According to a history that both excludes and includes me, there’s a 1789 quote in a letter by Benjamin Franklin which reads: “Our new Constitution is now established, and has an appearance that promises permanency; but in this world nothing can be said to be certain, except death and taxes.”
Well. I’m not super political, but we know that our constitution is seeing some challenges and one can question its permanency. Having made one year back in the states, I recently met with my US accountant and got all my taxes squared away with certainy.
And on to death. Today marks the one year anniversary of me boarding a plane and returning to the US from having lived in Prague for three years. I sat on that plane (well, two planes) with the awful knowledge that also on that day, July 11, my father lost is wife in a very sudden and unexpected death.

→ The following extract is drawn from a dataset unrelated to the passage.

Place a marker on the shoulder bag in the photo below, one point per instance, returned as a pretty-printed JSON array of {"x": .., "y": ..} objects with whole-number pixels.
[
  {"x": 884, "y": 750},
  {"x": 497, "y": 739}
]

In college, I read Elisabeth Kübler-Ross’ On Death and Dying. I don’t remember all of it, but knowing that I read it stuck with me. I feel like I should read it again because death is one of those things that keeps popping up lately. Facebook is largely to blame. Life is the other.

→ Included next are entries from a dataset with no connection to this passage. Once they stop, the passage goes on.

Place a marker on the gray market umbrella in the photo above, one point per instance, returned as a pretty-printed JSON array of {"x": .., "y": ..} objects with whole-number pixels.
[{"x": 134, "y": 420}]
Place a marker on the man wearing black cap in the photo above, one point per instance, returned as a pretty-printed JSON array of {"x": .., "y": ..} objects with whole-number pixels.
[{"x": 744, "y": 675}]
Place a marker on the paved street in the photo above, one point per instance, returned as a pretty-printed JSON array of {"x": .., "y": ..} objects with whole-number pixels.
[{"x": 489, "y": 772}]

On July 5th we received the news that my boyfriend’s cousin had taken her life. If you’ve been following along with me, she is the one who I drove with from Sundance to Sedona for our spiritual awakening. Her father had recently passed from an illness which came quickly and which she fought against. Her sadness was beyond palpable. It was taking over.

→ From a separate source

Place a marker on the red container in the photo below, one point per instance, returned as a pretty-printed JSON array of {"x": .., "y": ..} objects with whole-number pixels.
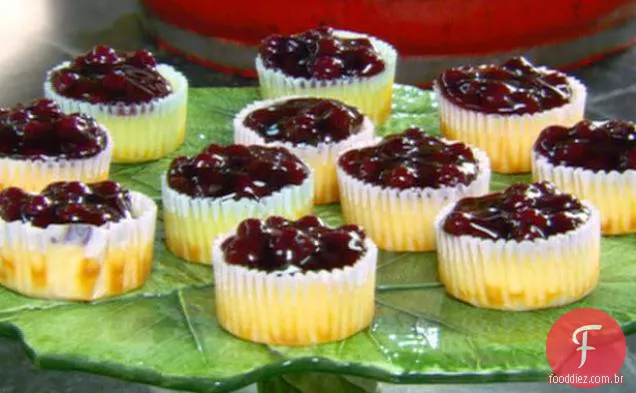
[{"x": 430, "y": 35}]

She was essentially a stranger to me before we both hopped into the car together and by the time we left Sedona the next day, she was a friend.
Death IS really hard to understand. Whether it comes from nowhere, or sends an announcement in advance (not nearly as fun as those DIY’s we receive of weddings and baby’s to come) or is beckoned at the will of someone’s own hand, the result is the same. Permanency. Then, for those left behind, confusion, sadness, anger…all of those things Kübler-Ross tells us.
Being who I am, I really, really try to find the good in things. I try to think how these deaths have something good in them. It’s hard. What I find is that I can only go to the quotes and then the cliches like, “Let’s celebrate their lives.”
That’s great, we should. I do.
My hardest loss thus far happened in my 20s when my grandma died. Her death is “easy” to celebrate; she died on the 4th of July. I thank her for this gift with each firework that explodes with life on that day.
All this celebrating gets hard when you want to talk to that person again, hear their voice, hug them. But, we’re still here and we have to carry on. Be strong. That’s what we’re supposed to do, right? So, let’s try:
If you could today, please take a moment to celebrate the beauty that these two women left behind as it is a testament to who they were that we continue to feel for them now that they are gone. Wishing peace to all those who loved and knew Jennifer Snyder Bryceland and Belinda Sanders. Thank you.
PS, IF you are feeling like there’s nothing left, and you’re alone or everything sucks and no one cares and you can’t see past the heavy darkness that covers your eyes, know that there is more. I’ve felt this way myself and what kept me going was knowing that I wouldn’t want my family or friends to feel sadness, anger, confusion…all those things that are left behind…if I were gone. Permanently. There’s always someone you can talk to, I promise.